Colonel John Hayes, ARVN 5th Infantry Division Senior Advisor's evaluation on 7 February 1970:

MG Nguyen Van Hieu, DOR 1-11-67, 20 years service. General Hieu is an above average commander. Good qualities include dedication, experience as a combat leader, ability to stimulate and maintain morale, and ability to control those in his command. He is quite religious and patriotic, and demands high standards of conduct and discipline. He is methodical but decisive.
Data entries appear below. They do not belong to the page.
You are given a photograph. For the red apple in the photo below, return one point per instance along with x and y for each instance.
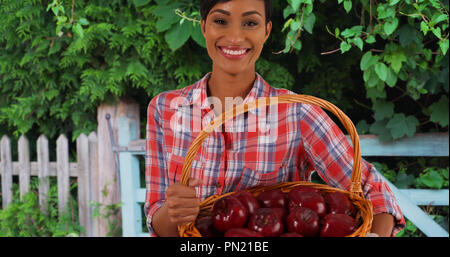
(311, 200)
(267, 222)
(205, 226)
(338, 202)
(228, 212)
(337, 225)
(291, 234)
(302, 189)
(303, 221)
(280, 212)
(274, 198)
(248, 200)
(241, 232)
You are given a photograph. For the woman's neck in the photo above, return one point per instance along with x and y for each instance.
(222, 85)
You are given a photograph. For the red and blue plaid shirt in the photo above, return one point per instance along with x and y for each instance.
(246, 153)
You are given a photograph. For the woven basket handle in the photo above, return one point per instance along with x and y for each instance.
(355, 186)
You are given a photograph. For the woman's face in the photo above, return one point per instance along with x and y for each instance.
(235, 32)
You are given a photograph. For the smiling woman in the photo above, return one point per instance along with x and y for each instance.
(235, 32)
(296, 140)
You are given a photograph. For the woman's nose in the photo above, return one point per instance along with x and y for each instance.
(235, 35)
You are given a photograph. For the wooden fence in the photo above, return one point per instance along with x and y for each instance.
(83, 170)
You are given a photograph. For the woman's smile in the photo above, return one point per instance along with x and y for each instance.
(233, 53)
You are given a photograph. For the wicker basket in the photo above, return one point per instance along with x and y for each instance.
(355, 194)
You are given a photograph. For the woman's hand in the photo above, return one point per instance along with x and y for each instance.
(182, 202)
(181, 207)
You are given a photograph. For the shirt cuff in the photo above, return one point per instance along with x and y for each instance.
(149, 212)
(383, 204)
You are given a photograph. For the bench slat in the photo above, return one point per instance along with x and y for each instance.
(427, 144)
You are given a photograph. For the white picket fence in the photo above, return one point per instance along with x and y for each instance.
(82, 170)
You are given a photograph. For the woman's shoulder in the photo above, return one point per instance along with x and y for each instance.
(172, 98)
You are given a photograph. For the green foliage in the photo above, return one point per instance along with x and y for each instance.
(23, 217)
(109, 213)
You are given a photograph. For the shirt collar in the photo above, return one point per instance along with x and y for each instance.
(198, 95)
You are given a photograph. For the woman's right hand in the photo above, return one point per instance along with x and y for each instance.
(183, 205)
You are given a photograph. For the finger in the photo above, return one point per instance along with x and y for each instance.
(177, 203)
(181, 191)
(184, 220)
(193, 182)
(183, 212)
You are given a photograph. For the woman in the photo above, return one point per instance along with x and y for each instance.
(232, 159)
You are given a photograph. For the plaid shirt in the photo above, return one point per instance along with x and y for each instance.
(278, 143)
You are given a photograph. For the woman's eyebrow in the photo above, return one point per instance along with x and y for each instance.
(228, 13)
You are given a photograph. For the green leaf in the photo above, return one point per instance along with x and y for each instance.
(373, 94)
(370, 39)
(358, 42)
(347, 5)
(83, 21)
(295, 5)
(439, 111)
(362, 127)
(382, 70)
(288, 11)
(393, 2)
(443, 44)
(309, 23)
(345, 46)
(166, 17)
(383, 109)
(390, 26)
(385, 11)
(400, 125)
(139, 3)
(391, 78)
(368, 60)
(78, 30)
(431, 179)
(297, 45)
(178, 35)
(424, 27)
(198, 37)
(295, 25)
(379, 128)
(437, 32)
(396, 60)
(407, 34)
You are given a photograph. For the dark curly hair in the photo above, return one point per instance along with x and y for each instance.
(207, 5)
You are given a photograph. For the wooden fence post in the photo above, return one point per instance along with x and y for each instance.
(93, 180)
(62, 172)
(24, 166)
(6, 164)
(43, 171)
(108, 187)
(129, 176)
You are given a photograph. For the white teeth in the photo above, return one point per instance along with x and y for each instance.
(233, 52)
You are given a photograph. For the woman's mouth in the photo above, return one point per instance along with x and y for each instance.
(233, 52)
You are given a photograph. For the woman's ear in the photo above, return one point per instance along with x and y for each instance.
(202, 25)
(268, 30)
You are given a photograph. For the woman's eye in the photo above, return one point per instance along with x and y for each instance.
(251, 23)
(220, 22)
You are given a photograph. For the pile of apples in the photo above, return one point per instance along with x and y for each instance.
(302, 212)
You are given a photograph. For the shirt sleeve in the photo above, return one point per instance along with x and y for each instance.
(331, 154)
(155, 164)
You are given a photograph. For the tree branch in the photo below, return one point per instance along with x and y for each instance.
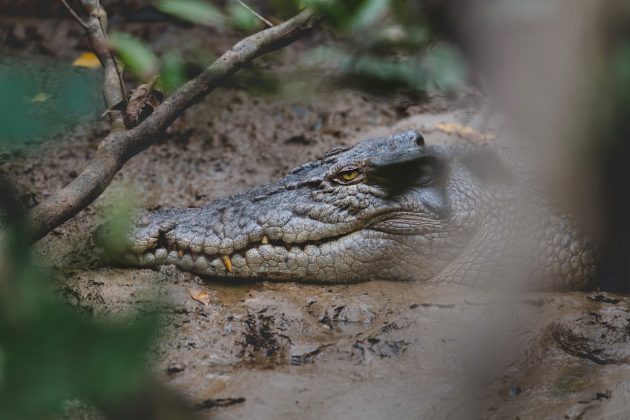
(75, 15)
(119, 146)
(113, 88)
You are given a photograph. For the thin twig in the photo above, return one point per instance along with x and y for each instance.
(101, 11)
(253, 12)
(75, 15)
(120, 146)
(113, 87)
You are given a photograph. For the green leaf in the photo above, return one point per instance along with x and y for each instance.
(173, 71)
(137, 56)
(195, 11)
(242, 18)
(367, 13)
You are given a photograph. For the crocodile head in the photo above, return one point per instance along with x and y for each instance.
(389, 208)
(378, 209)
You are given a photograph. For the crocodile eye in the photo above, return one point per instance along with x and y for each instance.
(350, 176)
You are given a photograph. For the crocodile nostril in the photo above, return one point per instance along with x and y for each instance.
(419, 139)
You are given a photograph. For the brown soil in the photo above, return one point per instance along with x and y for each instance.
(369, 350)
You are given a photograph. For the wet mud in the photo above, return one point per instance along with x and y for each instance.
(374, 349)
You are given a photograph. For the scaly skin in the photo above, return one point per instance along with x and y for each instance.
(388, 208)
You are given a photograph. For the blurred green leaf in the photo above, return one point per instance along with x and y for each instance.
(367, 13)
(173, 73)
(51, 352)
(195, 11)
(241, 18)
(137, 56)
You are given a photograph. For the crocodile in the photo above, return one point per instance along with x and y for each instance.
(387, 208)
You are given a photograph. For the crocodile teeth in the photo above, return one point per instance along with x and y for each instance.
(227, 262)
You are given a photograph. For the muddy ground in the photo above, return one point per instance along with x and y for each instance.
(284, 350)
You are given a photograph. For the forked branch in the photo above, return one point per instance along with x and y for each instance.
(121, 145)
He is rated better than the average US Division commander in overall performance.

General Trần Văn Đôn's assessment:

In February 1972, Don, who was a LTG and is currently a Deputy Prime Minister, stated to the Consul in Da Nang that Hieu was one of the most capable generals in ARVN and "the most honest general in the Army today". The latter assessment is broadly held and frequently voiced by ARVN officers. Don further stated that he would take Hieu over virtually any ARVN general he knew.

==Unanswered questions concerning his death==
On 8 April 1975, news came out of III Corps headquarters in Biên Hòa that Hiếu was found dead in his office. The next day, after attending the military press conference, UPI correspondent sent out the following dispatch: SAIGON (UPI) - The deputy commander of South Vietnamese troops defending the Saigon area was found shot to death Tuesday night following an argument with his superior over tactics. Military sources said he apparently committed suicide. The sources said Maj. Gen. Hiếu was found with a bullet wound in his mouth at his III Corps office at the edge of Biên Hòa airbase, 14 mi northeast of Saigon. It was not known whether Hiếu's death was connected with the Tuesday morning bombing of the Presidential palace of Nguyễn Văn Thiệu.